As a parent herself, Schweighoefer says while water has been in the spotlight for lead poisoning, the most common exposure is still through lead-based paint and other household materials. “I never thought kids would actually chew on paint chips, until I had kids myself and realized windowsills are just the right height–and kids will put anything in their mouth,” says Schweighoefer.
Lead is a component in many materials
Lead is a heavy metal that continues to be found in a variety of consumer products. Often used in lightbulbs, rubber, plastics, and even jewelry, there really is no safe level of exposure for children. Because of the dangerous health effects of lead, lead in gasoline was phased out in 1975 and three years later lead-based paint was banned.
Because lead was historically inexpensive and reliable, it also started being used in plumbing. Indeed, the very word “plumbing” comes from the Latin word for lead, plumbum (Pb). Many pipelines and infrastructure built before 1978 across the country contained or still contain lead. When Flint attempted to save money by switching its water source from the Detroit Water and Sewage Department to the Flint River it failed to make the water anti-corrosive. The water caused lead from aging pipes to leach into the water supply.
Could what happened in Flint happen here?
Mchigan residents now have heightened awareness about their drinking water. Here in Washtenaw County and throughout Southeast Michigan there has been ongoing and preventative testing to ensure the water is safe to drink. For starters, Ann Arbor’s water supply is the Huron River, and the water is not corrosive. The city has no pipelines that contain lead, but there are still connecting lead pieces called “goosenecks” in local area service pipes. Last April, Ann Arbor City Council voted to replace all of these lead service lines by this November.
As these replacements continue, Ann Arbor’s water samples have detected extremely low or no traces of lead in water. While the Environmental Protection Agency says that 15 parts per billion is when action is needed, Ann Arbor’s water treatment facility says the safe level of lead is zero. To ensure our community’s children are safe, the city analyzed samples from every Ann Arbor Public School and determined the water is safe. (The only places that tested high were the Huron High School concession building and the training room. Additional tests performed at those sites after the pipes had been flushed showed lead was no longer detectable).

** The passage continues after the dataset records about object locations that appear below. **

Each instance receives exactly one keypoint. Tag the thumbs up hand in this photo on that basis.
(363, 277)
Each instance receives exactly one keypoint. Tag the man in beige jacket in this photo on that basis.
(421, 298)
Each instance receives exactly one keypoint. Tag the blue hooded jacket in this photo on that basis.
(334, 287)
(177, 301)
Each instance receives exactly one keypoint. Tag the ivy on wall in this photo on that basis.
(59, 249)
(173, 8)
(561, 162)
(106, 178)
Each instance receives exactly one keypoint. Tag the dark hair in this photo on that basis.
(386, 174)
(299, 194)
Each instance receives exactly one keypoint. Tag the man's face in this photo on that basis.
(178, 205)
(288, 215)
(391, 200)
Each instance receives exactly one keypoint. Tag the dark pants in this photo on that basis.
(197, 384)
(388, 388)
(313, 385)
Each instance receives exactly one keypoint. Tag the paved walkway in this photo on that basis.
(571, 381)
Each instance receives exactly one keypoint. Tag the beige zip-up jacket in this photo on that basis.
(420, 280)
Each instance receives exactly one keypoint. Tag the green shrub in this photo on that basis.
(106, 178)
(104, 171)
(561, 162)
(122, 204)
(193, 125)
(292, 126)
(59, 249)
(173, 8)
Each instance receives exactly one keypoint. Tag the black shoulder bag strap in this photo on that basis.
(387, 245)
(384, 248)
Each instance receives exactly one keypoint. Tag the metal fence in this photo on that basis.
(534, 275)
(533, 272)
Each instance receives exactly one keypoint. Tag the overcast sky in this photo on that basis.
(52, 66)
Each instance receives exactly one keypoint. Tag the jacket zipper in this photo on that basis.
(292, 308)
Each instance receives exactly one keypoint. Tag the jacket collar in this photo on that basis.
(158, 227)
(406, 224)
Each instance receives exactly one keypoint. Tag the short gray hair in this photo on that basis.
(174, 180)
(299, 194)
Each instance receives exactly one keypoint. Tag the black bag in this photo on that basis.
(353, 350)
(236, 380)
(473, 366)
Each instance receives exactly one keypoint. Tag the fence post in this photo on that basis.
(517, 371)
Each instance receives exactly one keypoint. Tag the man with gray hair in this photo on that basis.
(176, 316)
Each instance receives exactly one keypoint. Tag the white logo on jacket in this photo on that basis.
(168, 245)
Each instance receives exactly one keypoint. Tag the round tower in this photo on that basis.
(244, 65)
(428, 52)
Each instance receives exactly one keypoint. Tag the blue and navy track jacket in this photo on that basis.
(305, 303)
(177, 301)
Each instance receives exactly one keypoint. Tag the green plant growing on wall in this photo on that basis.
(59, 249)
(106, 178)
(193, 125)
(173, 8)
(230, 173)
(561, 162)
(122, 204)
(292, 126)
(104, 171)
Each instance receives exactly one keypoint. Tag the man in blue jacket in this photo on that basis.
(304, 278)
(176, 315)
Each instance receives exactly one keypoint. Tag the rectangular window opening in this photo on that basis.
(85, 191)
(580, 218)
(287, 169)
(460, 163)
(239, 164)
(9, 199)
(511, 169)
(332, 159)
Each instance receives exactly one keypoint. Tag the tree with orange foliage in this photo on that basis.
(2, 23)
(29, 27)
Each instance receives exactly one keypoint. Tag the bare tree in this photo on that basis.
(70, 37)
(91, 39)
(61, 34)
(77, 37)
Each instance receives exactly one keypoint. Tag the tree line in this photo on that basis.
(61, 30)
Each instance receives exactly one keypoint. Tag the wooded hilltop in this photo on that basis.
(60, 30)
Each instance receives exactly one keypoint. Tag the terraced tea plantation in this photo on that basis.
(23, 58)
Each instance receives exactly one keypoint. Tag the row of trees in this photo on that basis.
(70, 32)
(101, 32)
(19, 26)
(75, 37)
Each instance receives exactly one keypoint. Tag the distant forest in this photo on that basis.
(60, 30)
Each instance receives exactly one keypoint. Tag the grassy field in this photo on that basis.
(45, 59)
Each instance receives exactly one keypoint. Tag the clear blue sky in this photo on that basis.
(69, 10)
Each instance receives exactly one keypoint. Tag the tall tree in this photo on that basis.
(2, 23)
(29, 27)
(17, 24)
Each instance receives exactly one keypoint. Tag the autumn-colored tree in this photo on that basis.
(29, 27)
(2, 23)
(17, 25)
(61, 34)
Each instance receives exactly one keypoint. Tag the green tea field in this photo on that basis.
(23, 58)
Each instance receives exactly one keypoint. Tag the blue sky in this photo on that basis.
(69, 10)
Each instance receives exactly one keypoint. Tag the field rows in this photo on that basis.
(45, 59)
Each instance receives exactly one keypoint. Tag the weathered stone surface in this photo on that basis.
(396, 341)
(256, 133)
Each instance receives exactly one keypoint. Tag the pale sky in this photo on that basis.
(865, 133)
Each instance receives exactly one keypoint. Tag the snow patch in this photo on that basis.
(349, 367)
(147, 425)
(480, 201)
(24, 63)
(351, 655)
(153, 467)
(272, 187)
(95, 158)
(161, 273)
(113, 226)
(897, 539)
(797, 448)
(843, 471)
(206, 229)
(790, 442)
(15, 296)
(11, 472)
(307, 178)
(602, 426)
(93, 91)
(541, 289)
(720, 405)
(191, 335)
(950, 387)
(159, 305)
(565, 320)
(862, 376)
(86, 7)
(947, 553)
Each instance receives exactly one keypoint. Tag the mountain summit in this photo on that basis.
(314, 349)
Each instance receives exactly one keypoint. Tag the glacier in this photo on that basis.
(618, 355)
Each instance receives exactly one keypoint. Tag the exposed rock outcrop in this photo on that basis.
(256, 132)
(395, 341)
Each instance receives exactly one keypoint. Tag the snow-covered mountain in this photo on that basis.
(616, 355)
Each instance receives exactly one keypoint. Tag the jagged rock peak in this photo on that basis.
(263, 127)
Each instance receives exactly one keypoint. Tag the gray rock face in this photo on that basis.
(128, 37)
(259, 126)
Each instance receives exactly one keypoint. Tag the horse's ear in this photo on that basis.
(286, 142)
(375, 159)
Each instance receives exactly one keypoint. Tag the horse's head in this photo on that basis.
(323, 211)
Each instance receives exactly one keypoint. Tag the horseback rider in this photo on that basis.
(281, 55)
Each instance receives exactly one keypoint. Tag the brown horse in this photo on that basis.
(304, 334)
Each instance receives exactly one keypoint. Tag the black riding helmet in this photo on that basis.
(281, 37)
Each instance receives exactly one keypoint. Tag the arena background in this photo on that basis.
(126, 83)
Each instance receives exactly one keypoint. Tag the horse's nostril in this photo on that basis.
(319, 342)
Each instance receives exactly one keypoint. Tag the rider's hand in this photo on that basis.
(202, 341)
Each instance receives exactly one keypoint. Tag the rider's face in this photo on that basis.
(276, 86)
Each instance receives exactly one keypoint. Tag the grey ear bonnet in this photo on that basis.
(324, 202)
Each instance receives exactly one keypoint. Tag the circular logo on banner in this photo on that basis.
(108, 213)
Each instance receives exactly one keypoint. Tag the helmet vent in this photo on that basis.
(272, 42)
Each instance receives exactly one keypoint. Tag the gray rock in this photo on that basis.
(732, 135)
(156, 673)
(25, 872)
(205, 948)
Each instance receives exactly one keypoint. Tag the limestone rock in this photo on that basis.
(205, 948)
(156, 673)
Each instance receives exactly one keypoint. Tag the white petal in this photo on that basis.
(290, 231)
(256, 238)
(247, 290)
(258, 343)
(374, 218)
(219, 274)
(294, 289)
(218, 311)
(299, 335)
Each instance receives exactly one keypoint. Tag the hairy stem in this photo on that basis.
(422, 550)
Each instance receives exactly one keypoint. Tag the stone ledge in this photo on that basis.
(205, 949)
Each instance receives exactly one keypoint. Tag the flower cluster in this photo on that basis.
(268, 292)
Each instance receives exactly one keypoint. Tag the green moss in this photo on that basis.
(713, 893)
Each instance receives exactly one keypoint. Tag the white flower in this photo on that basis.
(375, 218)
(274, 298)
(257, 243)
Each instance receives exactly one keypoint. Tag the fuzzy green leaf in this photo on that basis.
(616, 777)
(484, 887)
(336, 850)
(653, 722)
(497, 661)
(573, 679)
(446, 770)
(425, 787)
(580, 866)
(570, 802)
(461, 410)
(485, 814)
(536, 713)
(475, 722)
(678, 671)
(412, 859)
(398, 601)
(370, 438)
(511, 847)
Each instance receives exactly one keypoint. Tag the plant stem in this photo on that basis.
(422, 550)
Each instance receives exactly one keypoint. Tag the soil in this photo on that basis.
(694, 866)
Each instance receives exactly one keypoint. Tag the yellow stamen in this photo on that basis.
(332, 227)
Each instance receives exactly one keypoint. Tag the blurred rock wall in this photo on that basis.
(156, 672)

In more rural parts of our region, homes use groundwater delivered through wells. While lead is not typically found in groundwater, it can still be found in the pipes or solder in older homes. In places like Livingston County more than half of the residents are on wells. Though Brighton has replaced 80% of it’s original lead pipes, individual homeowners on wells should take precautions to ensure their pipes are safe.
Taking action on lead poisoning
According to Schweighoefer, lead poisoning often has no signs or symptoms. “Lead poisoning may be very random, an occasional upset stomach or constipation, irritability, poor appetite, sleep disturbances, hyperactivity – in other words, every three year old I have ever met,” she says. However, if these symptoms are chronic and there are also learning difficulties, behavioral problems or cognitive deficits parents should seek medical care.
Whether it’s through water, paint or other sources of lead in the environment, prevention is the best and most effective means to keeping your kids safe. While Washtenaw County and surrounding areas are testing for lead in water, it’s also up to homeowners to follow the tips for keeping a lead safe home.
Tips to minimize lead in your home
Despite actions taken by municipalities, pipes in older buildings and homes may still contain lead. Kristen Schweighoefer’s advice is to follow Washtenaw County Public Health (WCPH) Department’s recommendations:
- Flush pipes before drinking. Anytime water in a faucet has not been used for six hours run the water for 30-60 seconds until it becomes noticeably cold.
- Start with cold water for drinking or boiling water. Do not cook with or drink water from the hot water tap. Hot water can dissolve lead more quickly than cold water.
- Consider replacing lead-containing plumbing fixtures. A new law came into effect in 2014 limiting the amount of lead in brass faucets and plumbing.
For other sources of lead contamination keep a close eye on children living in homes built before 1978. These homes probably contain lead paint. There are some simple tips that can make a big difference:
- Keep wall surfaces in good repair so there is no flaking, chipping or peeling.
- Use a wet rag to clean hard surfaces where lead dust may accumulate like floors and window sills.
- Use a vacuum with a HEPA filter for carpets and vacuum slowly to assure that you pick up as much dust as possible.
- Provide good nutrition to your children including calcium, iron and vitamin C.
- Keep kids’ hands clean after playing outside, before eating and before bed.
- Wash toys and pacifiers that come in contact with the ground to help assure lead dust is removed.
If you’re concerned about lead in your water supply and would like to test your water,
water sample bottles are available through WCPH office.